The NBA introduced a G League professional pathway in the fall of 2018, and that pathway will now include Jalen Green, ESPN’s top-ranked high school prospect from the class of 2020. ESPN’s Jonathan Givony wrote Thursday that Green, a Fresno, California native who won gold medals with USA Basketball at the FIBA U17 and U19 World Championship in 2018 and 2019, has chosen the G League over the NCAA (where he received interest from all sorts of top programs):
Jalen Green, the No. 1 prospect in the 2020 high school class, has started to inform college suitors that he plans to enter the NBA/G League’s professional pathway program, sources told ESPN on Thursday.
He has planned a formal announcement on social media at 1 p.m. ET.
The G League professional pathway was launched in October 2018 as a program that paid $125,000 to prospects as an alternative to college basketball. Green will be joining an enhanced version of that program, sources said.
Here’s a look at some of Green’s highlights from Nike’s EYBL last May:
The G League professional pathway idea has long made some sense, as heading to college isn’t the perfect solution for all players (especially if they’re intending to only play one year there before declaring for the NBA draft), but not all of those players want to go overseas (the previous other option, and one that’s definitely harder given the COVID-19 pandemic). And it’s starting to receive a lot of attention, and some notable names. Five-star recruit Isaiah Todd decommitted from Michigan earlier this week with the intent of turning pro, and 247’s Evan Daniels wrote Wednesday that while Todd’s destination isn’t confirmed yet, “the G League is expected to be a serious option.” (Update: Shams Charania of Stadium and The Athletic added that Todd is “expected to sign a G League deal” Thursday.) And Daniels added that the G League is looking like a more prominent option for many top players, especially now that they’re reportedly paying well beyond that $125,000 for top prospects:
While the NBA G League has yet to officially sign a high school prospect, the option is becoming more intriguing and potentially more lucrative to high school prospects, multiple industry sources have told 247Sports. When the G League announced their intentions of creating a program that would harbor prospects that opted out of college, the salary released to try and entice potential players was $125,000. Sources have indicated to 247Sports that the G League is now willing to pay more for the right prospects.

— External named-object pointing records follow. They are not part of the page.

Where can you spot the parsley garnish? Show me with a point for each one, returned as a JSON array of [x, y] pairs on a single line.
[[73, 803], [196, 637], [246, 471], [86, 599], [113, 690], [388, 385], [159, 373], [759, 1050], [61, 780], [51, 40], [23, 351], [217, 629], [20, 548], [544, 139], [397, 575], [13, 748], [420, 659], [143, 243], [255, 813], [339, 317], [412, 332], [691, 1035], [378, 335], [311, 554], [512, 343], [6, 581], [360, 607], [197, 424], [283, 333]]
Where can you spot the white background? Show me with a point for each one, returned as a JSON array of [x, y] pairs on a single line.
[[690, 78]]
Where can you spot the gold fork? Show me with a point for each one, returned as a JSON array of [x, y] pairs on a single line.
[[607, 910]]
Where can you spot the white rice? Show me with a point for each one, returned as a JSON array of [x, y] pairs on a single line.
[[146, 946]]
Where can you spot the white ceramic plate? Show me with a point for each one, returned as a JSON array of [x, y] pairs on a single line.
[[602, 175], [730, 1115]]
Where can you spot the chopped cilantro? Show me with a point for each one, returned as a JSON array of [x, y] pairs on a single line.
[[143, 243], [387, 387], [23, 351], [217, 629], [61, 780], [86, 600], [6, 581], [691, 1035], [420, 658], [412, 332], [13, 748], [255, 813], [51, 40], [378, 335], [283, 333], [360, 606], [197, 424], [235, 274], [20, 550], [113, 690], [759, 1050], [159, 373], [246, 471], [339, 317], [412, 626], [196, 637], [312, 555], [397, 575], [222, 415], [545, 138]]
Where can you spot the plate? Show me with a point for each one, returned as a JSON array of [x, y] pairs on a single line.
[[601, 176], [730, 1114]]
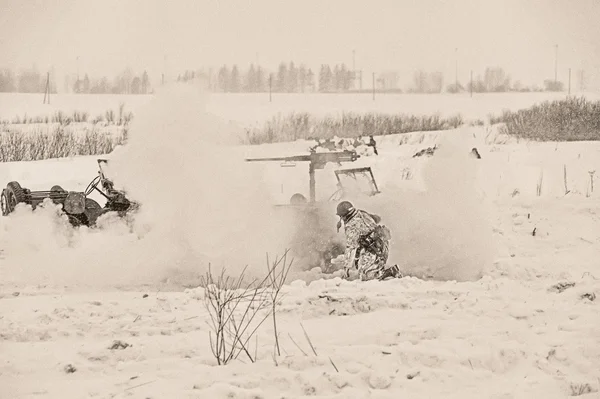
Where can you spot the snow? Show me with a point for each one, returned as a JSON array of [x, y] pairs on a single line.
[[251, 108], [488, 324]]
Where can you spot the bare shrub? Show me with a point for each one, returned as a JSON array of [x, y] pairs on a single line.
[[571, 119], [59, 143], [238, 308], [303, 126]]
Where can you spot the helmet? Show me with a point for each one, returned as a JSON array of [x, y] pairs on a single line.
[[344, 208]]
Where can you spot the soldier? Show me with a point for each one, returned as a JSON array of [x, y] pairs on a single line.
[[367, 243]]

…When [RJ] Hampton opted for the NBL last year, some scoffed at the idea that the Next Stars program or the G League would routinely become legitimate options for high school prospects. The truth is going to college is valued less by high school athletes now more than ever. These are not only real, appealing alternatives they fit what the elite players want to do – get to the money and the pros as quickly as possible.
Update: Givony and Adrian Wojnarowski add that the G League pathway “will pay elite prospects $500,000-plus and provide a one-year development program outside of the minor-league’s traditional team structure.” So while Green is the most notable figure to choose this path so far, there may be many more to follow.